Sul fronte opposto il singolo produttore tende ad ascrivere i risultati non
soddisfacenti ad un repertorio di “vincoli e condizioni esterne” la cui
responsabilità viene totalmente ascritta al decisore pubblico (limiti nelle
risorse, contesti sociali sfavorevoli, inconfrontabilità dei dati, difetti
nelle procedure rilevative ecc..). Fino a negare “per principio” lo stesso
ruolo della valutazione, oppure conformando opportunisticamente i propri
comportamenti. (Basta questo per “mandare fuori bersaglio” qualunque
protocollo valutativo).
Certo vi è da aggiungere che tra i
due possibili opportunismi, quello ascrivibile al decisore della politica
pubblica è il più grave e comporta le più gravi conseguenze (la politica
pubblica si sottrae allo strumento valutativo che essa stessa vorrebbe
abilitare, e compromette così, ab origine, il diffondersi e consolidarsi di
una “cultura della valutazione”).
Se ci si pone a livello “micro”, come interpretare al meglio la funzione che
gli esiti delle rilevazioni sui livelli di apprendimento possono esercitare
in termini di autoregolazione, autovalutazione, feedback sulle scelte di
programmazione effettuate?
Più di molte argomentazioni si propone un semplicissimo esempio che esplora il livello assolutamente iniziale (e rudimentale) di tale lavoro. L’esempio è tale se serve sia ad indicare alcuni equivoci che alimentano incomprensioni e polemiche, sia le prospettive di approfondimenti necessari e possibili per raggiungere livelli di ben più consistente significato di quelli che dall’esempio stesso emergono.

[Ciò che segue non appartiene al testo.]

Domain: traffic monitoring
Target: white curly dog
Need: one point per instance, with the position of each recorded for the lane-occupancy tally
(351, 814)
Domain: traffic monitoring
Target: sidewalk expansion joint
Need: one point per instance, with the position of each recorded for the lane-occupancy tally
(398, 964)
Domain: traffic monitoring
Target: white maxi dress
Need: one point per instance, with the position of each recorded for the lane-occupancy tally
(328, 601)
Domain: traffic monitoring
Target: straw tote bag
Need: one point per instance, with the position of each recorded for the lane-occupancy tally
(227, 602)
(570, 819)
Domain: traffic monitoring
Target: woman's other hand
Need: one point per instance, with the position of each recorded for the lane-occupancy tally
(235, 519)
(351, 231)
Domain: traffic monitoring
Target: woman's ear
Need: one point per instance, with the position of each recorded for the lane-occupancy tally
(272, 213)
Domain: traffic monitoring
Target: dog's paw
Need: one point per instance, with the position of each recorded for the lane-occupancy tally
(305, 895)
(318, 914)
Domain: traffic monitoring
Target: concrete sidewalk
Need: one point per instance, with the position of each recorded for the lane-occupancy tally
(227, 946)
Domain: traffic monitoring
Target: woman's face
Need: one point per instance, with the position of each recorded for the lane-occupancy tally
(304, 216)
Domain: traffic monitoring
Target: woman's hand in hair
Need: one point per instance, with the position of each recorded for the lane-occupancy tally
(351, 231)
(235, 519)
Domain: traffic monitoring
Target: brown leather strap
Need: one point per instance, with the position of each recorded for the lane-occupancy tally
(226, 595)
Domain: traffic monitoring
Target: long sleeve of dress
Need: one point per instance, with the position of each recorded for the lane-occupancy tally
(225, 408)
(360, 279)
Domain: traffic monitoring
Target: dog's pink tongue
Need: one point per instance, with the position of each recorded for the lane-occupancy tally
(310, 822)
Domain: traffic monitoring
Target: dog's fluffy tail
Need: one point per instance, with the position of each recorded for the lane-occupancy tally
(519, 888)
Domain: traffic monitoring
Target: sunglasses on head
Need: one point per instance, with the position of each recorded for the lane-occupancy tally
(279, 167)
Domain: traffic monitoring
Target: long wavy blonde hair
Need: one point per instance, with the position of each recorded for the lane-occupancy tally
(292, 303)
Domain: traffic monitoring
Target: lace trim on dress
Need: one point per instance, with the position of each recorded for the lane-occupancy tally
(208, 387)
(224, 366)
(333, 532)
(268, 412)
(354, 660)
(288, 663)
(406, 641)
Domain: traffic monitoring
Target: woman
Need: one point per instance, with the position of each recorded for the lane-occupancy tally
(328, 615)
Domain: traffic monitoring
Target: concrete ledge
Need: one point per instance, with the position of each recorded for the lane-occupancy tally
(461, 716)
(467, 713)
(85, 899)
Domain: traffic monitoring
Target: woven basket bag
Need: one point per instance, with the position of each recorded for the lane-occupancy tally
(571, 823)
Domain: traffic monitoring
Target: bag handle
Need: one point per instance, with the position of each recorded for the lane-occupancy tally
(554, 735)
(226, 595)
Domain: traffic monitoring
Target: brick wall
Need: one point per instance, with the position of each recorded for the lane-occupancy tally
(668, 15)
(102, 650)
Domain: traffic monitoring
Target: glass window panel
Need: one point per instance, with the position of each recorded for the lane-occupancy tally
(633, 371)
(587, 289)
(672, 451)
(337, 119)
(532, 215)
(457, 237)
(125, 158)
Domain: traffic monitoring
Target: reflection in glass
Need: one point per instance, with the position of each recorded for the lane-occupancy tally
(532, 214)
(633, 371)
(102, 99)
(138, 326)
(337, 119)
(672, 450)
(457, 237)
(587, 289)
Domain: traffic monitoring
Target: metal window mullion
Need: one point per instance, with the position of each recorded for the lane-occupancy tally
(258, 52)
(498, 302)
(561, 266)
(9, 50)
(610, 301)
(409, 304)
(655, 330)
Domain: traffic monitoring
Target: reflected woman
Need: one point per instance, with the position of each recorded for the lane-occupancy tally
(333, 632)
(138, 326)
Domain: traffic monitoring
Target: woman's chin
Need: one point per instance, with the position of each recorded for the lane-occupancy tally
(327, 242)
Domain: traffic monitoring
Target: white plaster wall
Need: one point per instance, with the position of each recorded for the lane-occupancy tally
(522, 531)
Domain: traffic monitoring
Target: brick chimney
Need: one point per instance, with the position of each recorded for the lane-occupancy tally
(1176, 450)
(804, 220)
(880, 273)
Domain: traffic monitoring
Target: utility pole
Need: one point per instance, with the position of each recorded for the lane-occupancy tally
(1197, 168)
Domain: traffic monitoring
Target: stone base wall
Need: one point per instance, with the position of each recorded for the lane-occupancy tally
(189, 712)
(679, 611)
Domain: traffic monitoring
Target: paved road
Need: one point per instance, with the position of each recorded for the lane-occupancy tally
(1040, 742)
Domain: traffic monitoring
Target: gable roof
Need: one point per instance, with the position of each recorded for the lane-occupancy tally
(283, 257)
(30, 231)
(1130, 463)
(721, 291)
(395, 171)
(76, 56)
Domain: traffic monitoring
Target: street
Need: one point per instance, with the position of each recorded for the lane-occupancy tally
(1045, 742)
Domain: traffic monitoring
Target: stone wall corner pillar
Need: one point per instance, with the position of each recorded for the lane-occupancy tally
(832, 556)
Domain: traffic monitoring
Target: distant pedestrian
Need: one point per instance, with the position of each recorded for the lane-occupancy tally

Il materiale di esempio è costituito dagli esiti delle rilevazioni dei livelli di apprendimento in un istituto di secondaria superiore di una regione compresa nella ripartizione NordEst, su quattro classi seconde . I dati sono reali e ovviamente anonimizzati.
Il lettore potrà cimentarsi con le analisi più dettagliate. Ci si limita sottolineare gli elementi che si rendono più evidenti ad un osservatore esterno.
Come si vede, anche da un approccio
assolutamente esterno e superficiale, quale non può che svilupparsi in
questa sede, emergono elementi di feedback interessanti: un gruppo di
docenti che si misurasse sul campo con tale analisi ne può ricavare (anche
“falsificando”, ma con impegno critico, i dati relativi) significativi input
di riorganizzazione e miglioramento del comune lavoro.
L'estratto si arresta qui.